As announced in the 2017 Federal Budget, from 1 July 2017 all travel expenditure relating to residential investment properties, including inspecting and maintaining residential investment properties will no longer be deductible.

What about self-education expenses, like that share-trading course? This is one area where you need to apply common sense. If your fund’s investment strategy involves a high proportion of share investments, then a reasonably priced course can be justifiable. But if you only hold a few shares in your fund and a large number outside, it’s unlikely to satisfy the ATO

What you cannot claim

The law makes it clear that there are a few things, you cannot claim, including:

  • the costs of setting up your SMSF;
  • upfront investment fees that are capital in nature, including investment or administration charges levied by a life assurance company; and
  • penalty costs, such as late lodgement penalties.
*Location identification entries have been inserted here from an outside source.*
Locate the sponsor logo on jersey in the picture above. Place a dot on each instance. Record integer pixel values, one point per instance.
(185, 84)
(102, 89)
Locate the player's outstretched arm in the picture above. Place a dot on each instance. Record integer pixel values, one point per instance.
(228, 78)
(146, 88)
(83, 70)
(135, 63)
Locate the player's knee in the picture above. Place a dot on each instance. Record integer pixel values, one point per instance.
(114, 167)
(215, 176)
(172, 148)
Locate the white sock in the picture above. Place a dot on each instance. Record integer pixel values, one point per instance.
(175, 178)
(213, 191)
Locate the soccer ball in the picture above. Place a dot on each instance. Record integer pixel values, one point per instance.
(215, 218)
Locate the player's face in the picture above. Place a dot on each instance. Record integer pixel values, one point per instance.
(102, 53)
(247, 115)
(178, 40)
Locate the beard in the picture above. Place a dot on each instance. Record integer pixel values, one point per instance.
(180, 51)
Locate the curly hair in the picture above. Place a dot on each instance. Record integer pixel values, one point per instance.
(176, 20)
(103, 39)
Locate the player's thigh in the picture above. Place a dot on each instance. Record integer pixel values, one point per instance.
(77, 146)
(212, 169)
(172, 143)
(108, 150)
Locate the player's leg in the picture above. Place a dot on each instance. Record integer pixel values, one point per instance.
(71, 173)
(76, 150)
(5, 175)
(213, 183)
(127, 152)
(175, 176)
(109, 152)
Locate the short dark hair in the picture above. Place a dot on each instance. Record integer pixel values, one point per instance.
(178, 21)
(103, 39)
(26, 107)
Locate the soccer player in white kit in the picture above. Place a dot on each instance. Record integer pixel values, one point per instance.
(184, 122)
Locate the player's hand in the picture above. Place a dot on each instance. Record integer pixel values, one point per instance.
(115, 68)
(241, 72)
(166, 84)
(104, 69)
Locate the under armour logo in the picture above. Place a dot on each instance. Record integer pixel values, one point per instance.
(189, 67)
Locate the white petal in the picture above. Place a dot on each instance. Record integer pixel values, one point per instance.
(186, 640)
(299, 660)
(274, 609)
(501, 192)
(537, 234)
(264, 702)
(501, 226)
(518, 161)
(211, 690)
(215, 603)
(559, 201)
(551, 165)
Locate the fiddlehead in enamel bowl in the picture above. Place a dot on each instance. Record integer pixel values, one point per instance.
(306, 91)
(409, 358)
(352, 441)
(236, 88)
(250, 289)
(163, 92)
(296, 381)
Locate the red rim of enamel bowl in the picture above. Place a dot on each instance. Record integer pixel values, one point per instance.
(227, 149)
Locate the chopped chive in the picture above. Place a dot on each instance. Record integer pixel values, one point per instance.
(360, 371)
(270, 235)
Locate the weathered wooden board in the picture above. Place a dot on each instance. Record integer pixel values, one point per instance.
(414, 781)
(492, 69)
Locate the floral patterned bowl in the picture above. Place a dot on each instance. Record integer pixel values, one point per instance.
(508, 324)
As a general rule if your fund is paying a pension to a member, you can’t claim any expenses related to that income stream. If some fund members are accumulating super while others are drawing a pension, you’ll need to carefully apportion those expenses, depending on which income stream they relate to.

Five tips to stay on the right side of the ATO

1 Remember the sole purpose test. If an expense isn’t for the sole purpose of providing retirement benefits to your members, it probably isn’t deductible.

  1. Make sure your fund has its own bank account, and that you use it to pay expenses.
  2. Ensure invoices are made out to your super fund, not to you or another fund member.
  3. Make sure any expense is relevant to your investment strategy and investments.
  4. Before claiming any deductions, consult a qualified tax adviser.